Les évènements auront fait que Matthias Müller n'aura au final eu besoin que de six petits mois pour obtenir ce poste qu’il convoite depuis le printemps dernier. Il était le poulain de Ferdinand Piech, alors président du conseil de surveillance, qui l'a poussé afin de concurrencer M. Winterkorn. Mais c'est dans une toute autre circonstance de celle qu'il aurait imaginé qu'il atteint son objectif.
"Nous pouvons et nous allons surmonter cette crise", a promis le nouvel homme fort de VW, tout en s'engageant "à faire de Volkswagen une entreprise encore plus forte". Il a comme c'est l'usage rendu hommage à son prédécesseur Martin Winterkorn. Ce dernier, à la tête de VW depuis 2007, a dû se résoudre mercredi à donner sa démission tout en affirmant n'avoir jamais eu connaissance des tricheries reprochées au groupe en vue de garantir la conformité de ses moteurs aux normes anti-pollution.
Le chef du conseil de surveillance, Berthold Huber, a pour sa part qualifié l'affaire de "désastre moral et politique" pour le groupe. "Le comportement illégal d'ingénieurs et techniciens dans le développement des moteurs a choqué Volkswagen. Nous ne pouvons que nous excuser et demander aux clients, à l'opinion publique, aux autorités et aux investisseurs de nous redonner une chance de bien faire", a-t-il ajouté en se défaussant un peu rapidement sur de supposés éléments incontrôlés dans les bureaux d'études, alors que rien ne prouve à l'heure actuelle que la hiérarchie n'ait pas validé la décision d'installer le dispositif de contournement de la réglementation.
"Un petit groupe de personnes a causé un énorme préjudice" à Volkswagen, a renchéri Bernd Osterloh, représentant des salariés dans le conseil de surveillance, enfonçant ainsi un clou pour accréditer la même idée d'une responsabilité limitée à un groupe restreint, ce qui semble être l'embryon de stratégie de défense choisie par VW.

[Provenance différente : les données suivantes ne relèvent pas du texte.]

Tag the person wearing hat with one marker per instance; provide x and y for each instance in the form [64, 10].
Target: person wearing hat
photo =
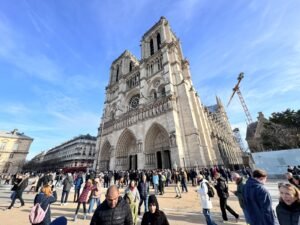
[154, 216]
[296, 180]
[96, 195]
[113, 210]
[205, 200]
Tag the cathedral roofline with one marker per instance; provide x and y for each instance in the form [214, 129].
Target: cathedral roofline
[126, 52]
[161, 20]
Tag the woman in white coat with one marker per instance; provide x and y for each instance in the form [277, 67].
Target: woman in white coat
[205, 200]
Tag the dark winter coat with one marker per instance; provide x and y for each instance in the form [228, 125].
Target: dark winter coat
[258, 203]
[120, 215]
[44, 202]
[239, 191]
[288, 214]
[67, 183]
[143, 189]
[156, 218]
[222, 188]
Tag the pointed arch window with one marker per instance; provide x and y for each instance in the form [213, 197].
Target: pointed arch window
[151, 47]
[130, 66]
[158, 41]
[117, 74]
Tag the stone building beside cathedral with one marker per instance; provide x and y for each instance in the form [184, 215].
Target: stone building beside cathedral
[153, 117]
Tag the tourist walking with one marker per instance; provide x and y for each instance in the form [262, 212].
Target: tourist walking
[288, 209]
[154, 216]
[205, 200]
[84, 197]
[257, 200]
[19, 186]
[77, 186]
[95, 196]
[240, 182]
[113, 208]
[222, 190]
[143, 188]
[177, 181]
[155, 182]
[133, 198]
[67, 185]
[46, 197]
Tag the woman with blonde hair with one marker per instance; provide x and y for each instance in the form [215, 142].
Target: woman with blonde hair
[46, 197]
[132, 196]
[84, 198]
[288, 209]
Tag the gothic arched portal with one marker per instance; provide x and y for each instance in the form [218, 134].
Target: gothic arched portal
[157, 148]
[126, 157]
[105, 155]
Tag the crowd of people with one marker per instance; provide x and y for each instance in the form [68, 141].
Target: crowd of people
[254, 199]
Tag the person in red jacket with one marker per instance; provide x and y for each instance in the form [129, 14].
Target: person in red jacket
[84, 197]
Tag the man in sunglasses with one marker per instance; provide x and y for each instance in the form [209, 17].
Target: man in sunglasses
[114, 210]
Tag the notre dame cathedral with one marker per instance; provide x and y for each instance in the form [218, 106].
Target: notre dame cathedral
[153, 117]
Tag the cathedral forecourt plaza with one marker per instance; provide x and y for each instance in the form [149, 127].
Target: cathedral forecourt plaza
[153, 117]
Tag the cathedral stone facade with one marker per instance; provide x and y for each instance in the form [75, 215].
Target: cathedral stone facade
[153, 117]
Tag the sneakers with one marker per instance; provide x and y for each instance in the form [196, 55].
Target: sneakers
[237, 219]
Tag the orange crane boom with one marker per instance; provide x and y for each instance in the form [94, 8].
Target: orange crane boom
[236, 89]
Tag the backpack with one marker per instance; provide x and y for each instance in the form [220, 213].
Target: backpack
[37, 214]
[210, 190]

Matthias Müller est un pur produit maison, entré chez Audi en 1977 comme apprenti et ayant fait toute sa carrière dans le groupe, d'abord chez Audi, où il gravit les échelons pour se retrouver chef du produit. Il a pris la roue de Martin Winterkorn, son mentor, quand celui-ci était aux commandes à Ingolstadt, et a été nommé par celui-ci responsable de la stratégie du groupe VW en 2007, avant de prendre la direction de Porsche en 2010.
Sa compétence n'est pas en doute mais certains analystes ont exprimé quelques réserves hier sur le fait que ce n'est pas avec un homme du sérail que la nécessaire révolution peut se faire et d'autre part sur son âge, 62 ans, qui signifie que la question de sa succession va intervenir rapidement alors que le groupe a besoin de stabilité pour se réformer.
De nombreuses autres décisions ont été prises lors de ce conseil d'une importance majeure pour le groupe. Parmi elles figurent les mesures prises pour mandater des avocats en Allemagne et aux Etats-Unis et de proposer l'actuel directeur financier Hans Dieter Pötsch comme nouveau chef du conseil de surveillance. Ce poste est assuré depuis le printemps de façon intérimaire par Berthold Huber, ancien président du syndicat IG Metall, à la suite du départ du patriarche Ferdinand Pïech.
Le conseil de surveillance a également fait tomber des têtes. Le directeur des ventes du groupe, Christian Klingler, quitte pour sa part immédiatement l'entreprise. Michael Horn, le patron de VW aux Etats-Unis, reste à son poste alors que Winfried Vahland, le PDG de Skoda, devient le chef d'une nouvelle structure qui regroupe les unités américaine, canadienne et mexicaines du groupe. Il est remplacé à la tête de Skoda par Jürgen Stackmann, le président de Seat, lui-même remplacé par Luca De Meo, actuellement en charge de la vente chez Audi.
Rappelons, comme nous l'indiquions hier, que la presse allemande s'attend également à voir sauter les responsables de la recherche et développement d’Audi et Porsche, Ulrich Hackenberg et Wolfgang Hatz, ainsi que Heinz-Jakob Neusser, le directeur du développement de la marque VW.